Bien que ces décisions puissent avoir de solides assises stratégiques, elles contribuent à un sentiment général d’imprévisibilité quant à la vision globale du gouvernement, surtout qu’il s’écarte considérablement de l’approche adoptée par le même parti sous la direction précédente. La bonne nouvelle? Des signaux forts indiquent que le Canada est maintenant plus ouvert à « faire des affaires ». La mauvaise nouvelle? Si cela semble trop beau pour être vrai, c’est probablement le cas. Tôt ou tard, l’administration Carney, aux ambitions audacieuses, se heurtera à des obstacles familiers : pénuries de main‑d’oeuvre, résistance des syndicats, frictions politiques et contraintes juridictionnelles. Le véritable test pour ce gouvernement minoritaire sera la façon dont il réussira à surmonter ces embûches.

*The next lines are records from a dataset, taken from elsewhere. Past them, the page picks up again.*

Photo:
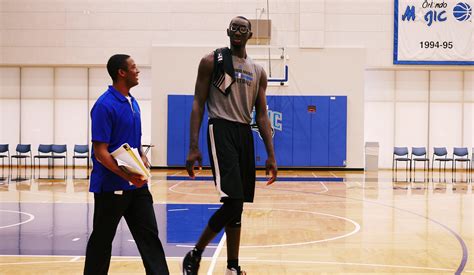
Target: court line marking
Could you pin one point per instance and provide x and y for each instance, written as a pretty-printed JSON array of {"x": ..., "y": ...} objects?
[
  {"x": 216, "y": 255},
  {"x": 31, "y": 217},
  {"x": 187, "y": 193},
  {"x": 355, "y": 264},
  {"x": 138, "y": 259},
  {"x": 172, "y": 189},
  {"x": 178, "y": 209},
  {"x": 459, "y": 238},
  {"x": 356, "y": 229}
]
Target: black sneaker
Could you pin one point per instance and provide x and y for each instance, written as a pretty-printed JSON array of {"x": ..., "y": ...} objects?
[
  {"x": 191, "y": 263},
  {"x": 234, "y": 271}
]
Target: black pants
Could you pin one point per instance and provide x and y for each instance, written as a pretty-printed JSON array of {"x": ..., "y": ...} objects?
[
  {"x": 231, "y": 152},
  {"x": 136, "y": 206}
]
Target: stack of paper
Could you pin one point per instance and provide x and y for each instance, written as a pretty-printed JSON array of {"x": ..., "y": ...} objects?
[{"x": 129, "y": 159}]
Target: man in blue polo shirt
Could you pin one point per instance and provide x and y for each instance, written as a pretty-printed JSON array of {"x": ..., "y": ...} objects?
[{"x": 115, "y": 121}]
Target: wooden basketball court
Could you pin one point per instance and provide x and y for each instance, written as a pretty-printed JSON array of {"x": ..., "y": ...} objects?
[{"x": 311, "y": 222}]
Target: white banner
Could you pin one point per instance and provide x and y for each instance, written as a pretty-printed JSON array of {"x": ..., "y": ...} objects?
[{"x": 439, "y": 32}]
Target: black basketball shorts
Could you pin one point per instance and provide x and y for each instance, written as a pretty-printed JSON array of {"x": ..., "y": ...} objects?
[{"x": 231, "y": 152}]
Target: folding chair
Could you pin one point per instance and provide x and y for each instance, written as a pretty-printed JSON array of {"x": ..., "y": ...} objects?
[
  {"x": 23, "y": 152},
  {"x": 419, "y": 154},
  {"x": 59, "y": 152},
  {"x": 460, "y": 154},
  {"x": 44, "y": 152},
  {"x": 440, "y": 154},
  {"x": 4, "y": 154},
  {"x": 80, "y": 152},
  {"x": 401, "y": 154}
]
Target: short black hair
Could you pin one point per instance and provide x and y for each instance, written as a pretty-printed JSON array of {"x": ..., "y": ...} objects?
[
  {"x": 245, "y": 18},
  {"x": 115, "y": 63}
]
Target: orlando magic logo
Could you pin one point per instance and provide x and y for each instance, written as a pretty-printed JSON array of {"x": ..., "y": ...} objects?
[
  {"x": 462, "y": 11},
  {"x": 275, "y": 122}
]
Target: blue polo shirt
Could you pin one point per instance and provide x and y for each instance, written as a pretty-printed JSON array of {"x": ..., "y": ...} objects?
[{"x": 114, "y": 121}]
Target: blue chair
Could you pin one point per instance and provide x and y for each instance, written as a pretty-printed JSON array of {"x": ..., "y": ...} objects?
[
  {"x": 59, "y": 152},
  {"x": 440, "y": 154},
  {"x": 401, "y": 154},
  {"x": 44, "y": 152},
  {"x": 23, "y": 152},
  {"x": 418, "y": 154},
  {"x": 80, "y": 152},
  {"x": 4, "y": 154},
  {"x": 461, "y": 154}
]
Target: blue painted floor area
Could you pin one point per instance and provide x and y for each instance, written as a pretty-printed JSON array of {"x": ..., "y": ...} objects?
[
  {"x": 63, "y": 229},
  {"x": 298, "y": 179}
]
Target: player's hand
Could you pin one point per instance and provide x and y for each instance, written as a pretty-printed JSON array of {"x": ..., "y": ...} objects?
[
  {"x": 145, "y": 161},
  {"x": 137, "y": 180},
  {"x": 193, "y": 156},
  {"x": 270, "y": 167}
]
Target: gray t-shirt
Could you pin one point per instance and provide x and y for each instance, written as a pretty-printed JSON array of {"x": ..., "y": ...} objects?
[{"x": 238, "y": 105}]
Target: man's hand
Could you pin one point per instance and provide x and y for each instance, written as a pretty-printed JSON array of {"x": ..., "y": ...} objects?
[
  {"x": 145, "y": 161},
  {"x": 270, "y": 167},
  {"x": 136, "y": 180},
  {"x": 193, "y": 156}
]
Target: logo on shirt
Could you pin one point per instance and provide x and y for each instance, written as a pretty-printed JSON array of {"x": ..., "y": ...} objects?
[
  {"x": 276, "y": 122},
  {"x": 243, "y": 76}
]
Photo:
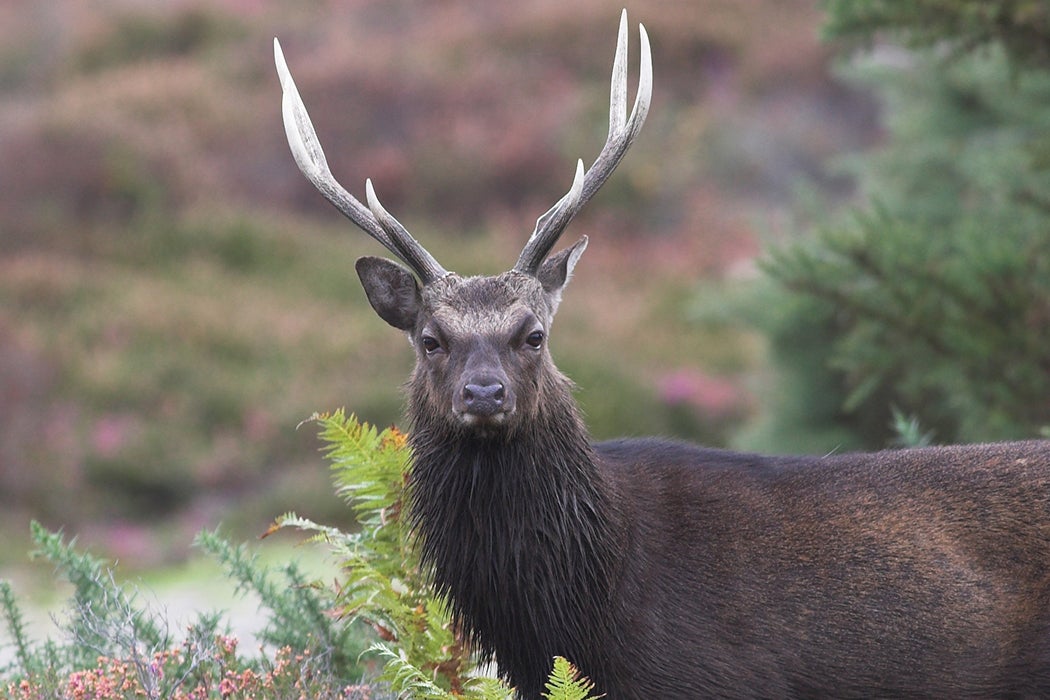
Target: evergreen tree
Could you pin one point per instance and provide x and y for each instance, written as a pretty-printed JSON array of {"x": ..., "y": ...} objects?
[{"x": 933, "y": 296}]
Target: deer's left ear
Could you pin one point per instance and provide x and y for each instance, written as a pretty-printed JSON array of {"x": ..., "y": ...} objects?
[
  {"x": 557, "y": 270},
  {"x": 392, "y": 291}
]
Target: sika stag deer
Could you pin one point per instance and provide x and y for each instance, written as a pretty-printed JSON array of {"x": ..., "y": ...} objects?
[{"x": 668, "y": 570}]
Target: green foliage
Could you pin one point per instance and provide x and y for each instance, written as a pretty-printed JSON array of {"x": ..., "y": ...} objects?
[
  {"x": 565, "y": 682},
  {"x": 1021, "y": 25},
  {"x": 117, "y": 645},
  {"x": 935, "y": 296},
  {"x": 384, "y": 585}
]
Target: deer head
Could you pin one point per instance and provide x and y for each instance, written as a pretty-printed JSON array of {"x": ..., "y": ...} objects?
[{"x": 481, "y": 342}]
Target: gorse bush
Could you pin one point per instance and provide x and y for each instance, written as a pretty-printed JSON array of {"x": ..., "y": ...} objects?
[{"x": 379, "y": 632}]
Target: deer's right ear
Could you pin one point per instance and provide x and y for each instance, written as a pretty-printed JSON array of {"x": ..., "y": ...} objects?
[{"x": 392, "y": 291}]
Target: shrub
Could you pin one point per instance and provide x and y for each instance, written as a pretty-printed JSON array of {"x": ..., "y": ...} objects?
[{"x": 320, "y": 641}]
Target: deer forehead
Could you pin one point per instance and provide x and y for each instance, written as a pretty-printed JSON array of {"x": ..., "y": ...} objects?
[{"x": 487, "y": 305}]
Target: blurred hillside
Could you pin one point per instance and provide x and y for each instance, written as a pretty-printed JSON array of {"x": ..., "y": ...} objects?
[{"x": 175, "y": 298}]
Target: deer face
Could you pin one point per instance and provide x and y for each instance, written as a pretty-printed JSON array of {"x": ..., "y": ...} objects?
[{"x": 480, "y": 342}]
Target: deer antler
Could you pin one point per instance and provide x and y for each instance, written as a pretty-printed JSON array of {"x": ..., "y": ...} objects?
[
  {"x": 622, "y": 133},
  {"x": 373, "y": 219}
]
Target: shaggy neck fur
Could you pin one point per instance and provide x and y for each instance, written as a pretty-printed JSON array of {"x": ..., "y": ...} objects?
[{"x": 517, "y": 529}]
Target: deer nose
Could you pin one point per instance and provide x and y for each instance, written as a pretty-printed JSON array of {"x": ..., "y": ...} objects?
[{"x": 484, "y": 399}]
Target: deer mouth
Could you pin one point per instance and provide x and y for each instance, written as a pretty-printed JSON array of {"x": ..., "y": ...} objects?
[{"x": 484, "y": 421}]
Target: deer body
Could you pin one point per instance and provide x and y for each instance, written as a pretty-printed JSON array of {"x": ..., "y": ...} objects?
[{"x": 667, "y": 570}]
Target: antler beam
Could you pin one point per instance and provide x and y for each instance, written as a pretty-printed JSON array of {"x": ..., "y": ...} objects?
[
  {"x": 373, "y": 219},
  {"x": 622, "y": 133}
]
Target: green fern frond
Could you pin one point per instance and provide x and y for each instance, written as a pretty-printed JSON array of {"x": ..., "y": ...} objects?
[
  {"x": 406, "y": 679},
  {"x": 566, "y": 683}
]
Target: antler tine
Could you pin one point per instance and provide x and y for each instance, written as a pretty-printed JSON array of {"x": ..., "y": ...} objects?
[
  {"x": 622, "y": 133},
  {"x": 374, "y": 219}
]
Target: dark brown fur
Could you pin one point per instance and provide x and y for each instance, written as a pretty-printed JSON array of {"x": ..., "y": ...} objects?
[{"x": 667, "y": 570}]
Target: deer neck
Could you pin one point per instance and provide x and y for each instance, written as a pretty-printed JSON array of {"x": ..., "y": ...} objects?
[{"x": 518, "y": 530}]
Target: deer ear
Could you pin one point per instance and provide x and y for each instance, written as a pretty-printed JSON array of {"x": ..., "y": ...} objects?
[
  {"x": 557, "y": 270},
  {"x": 392, "y": 291}
]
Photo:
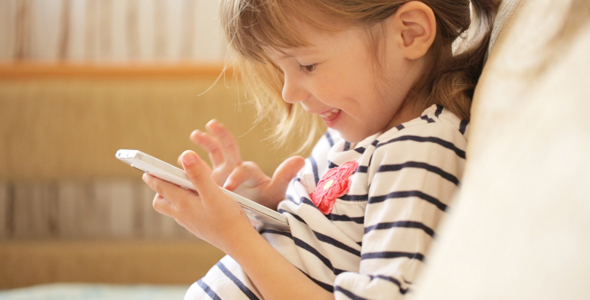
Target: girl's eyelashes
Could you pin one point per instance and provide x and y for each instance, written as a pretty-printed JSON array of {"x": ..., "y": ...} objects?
[{"x": 307, "y": 68}]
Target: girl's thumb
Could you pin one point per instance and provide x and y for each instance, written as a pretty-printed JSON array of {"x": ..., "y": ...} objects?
[
  {"x": 196, "y": 172},
  {"x": 287, "y": 170}
]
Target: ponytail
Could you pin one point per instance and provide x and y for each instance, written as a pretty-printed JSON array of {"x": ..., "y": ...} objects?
[{"x": 450, "y": 81}]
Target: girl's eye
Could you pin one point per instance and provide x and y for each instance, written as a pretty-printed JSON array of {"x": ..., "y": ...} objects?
[{"x": 307, "y": 68}]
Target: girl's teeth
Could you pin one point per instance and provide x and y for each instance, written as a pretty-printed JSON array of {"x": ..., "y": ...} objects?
[{"x": 330, "y": 113}]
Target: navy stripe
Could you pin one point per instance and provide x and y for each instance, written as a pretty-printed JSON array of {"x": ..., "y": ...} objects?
[
  {"x": 392, "y": 254},
  {"x": 329, "y": 138},
  {"x": 208, "y": 290},
  {"x": 325, "y": 286},
  {"x": 392, "y": 280},
  {"x": 332, "y": 165},
  {"x": 427, "y": 119},
  {"x": 345, "y": 218},
  {"x": 430, "y": 139},
  {"x": 407, "y": 194},
  {"x": 355, "y": 198},
  {"x": 400, "y": 224},
  {"x": 348, "y": 293},
  {"x": 293, "y": 214},
  {"x": 438, "y": 111},
  {"x": 314, "y": 167},
  {"x": 346, "y": 146},
  {"x": 321, "y": 237},
  {"x": 307, "y": 201},
  {"x": 303, "y": 245},
  {"x": 237, "y": 282},
  {"x": 277, "y": 232},
  {"x": 463, "y": 126},
  {"x": 336, "y": 243},
  {"x": 420, "y": 165}
]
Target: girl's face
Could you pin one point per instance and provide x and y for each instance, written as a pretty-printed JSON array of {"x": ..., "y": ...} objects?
[{"x": 338, "y": 78}]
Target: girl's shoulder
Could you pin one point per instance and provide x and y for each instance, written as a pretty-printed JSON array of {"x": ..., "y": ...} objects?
[
  {"x": 435, "y": 122},
  {"x": 437, "y": 134}
]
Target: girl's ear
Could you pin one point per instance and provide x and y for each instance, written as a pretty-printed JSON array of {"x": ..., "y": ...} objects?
[{"x": 415, "y": 27}]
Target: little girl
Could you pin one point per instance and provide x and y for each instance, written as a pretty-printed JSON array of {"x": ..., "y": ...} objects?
[{"x": 364, "y": 208}]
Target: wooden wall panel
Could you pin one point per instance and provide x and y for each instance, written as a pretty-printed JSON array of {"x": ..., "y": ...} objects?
[
  {"x": 110, "y": 30},
  {"x": 70, "y": 129},
  {"x": 115, "y": 209},
  {"x": 4, "y": 217}
]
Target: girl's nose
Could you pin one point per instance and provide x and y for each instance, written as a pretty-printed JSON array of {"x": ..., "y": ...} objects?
[{"x": 293, "y": 92}]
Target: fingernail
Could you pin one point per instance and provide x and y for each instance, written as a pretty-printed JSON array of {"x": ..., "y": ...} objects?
[{"x": 189, "y": 159}]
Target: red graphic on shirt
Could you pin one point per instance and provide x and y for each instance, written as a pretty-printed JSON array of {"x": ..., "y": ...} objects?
[{"x": 334, "y": 185}]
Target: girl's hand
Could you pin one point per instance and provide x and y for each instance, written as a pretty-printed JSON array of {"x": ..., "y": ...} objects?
[
  {"x": 223, "y": 149},
  {"x": 209, "y": 214},
  {"x": 249, "y": 181}
]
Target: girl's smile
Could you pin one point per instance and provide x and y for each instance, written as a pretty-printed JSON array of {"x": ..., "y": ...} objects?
[{"x": 337, "y": 79}]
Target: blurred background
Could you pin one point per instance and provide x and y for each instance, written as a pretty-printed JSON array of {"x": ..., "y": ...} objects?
[{"x": 80, "y": 79}]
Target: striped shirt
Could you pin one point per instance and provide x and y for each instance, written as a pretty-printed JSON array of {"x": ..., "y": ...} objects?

En fin de compte, à court terme, l’économie devrait piétiner, et cette conclusion est tirée sans tenir compte de la litanie de risques explorée dans le présent rapport. La cohérence des politiques demeurera insaisissable, les eaux resteront troubles et la prévisibilité, pierre angulaire d’une prise de décisions efficace, sera limitée. Nous nous attendons toujours à ce que les esprits s’apaisent et à ce que le ciel s’éclaircisse, mais pour l’instant, cette perspective repose davantage sur l’espoir que les incitatifs politiques s’aligneront pour produire un tel résultat que sur un quelconque signal ferme.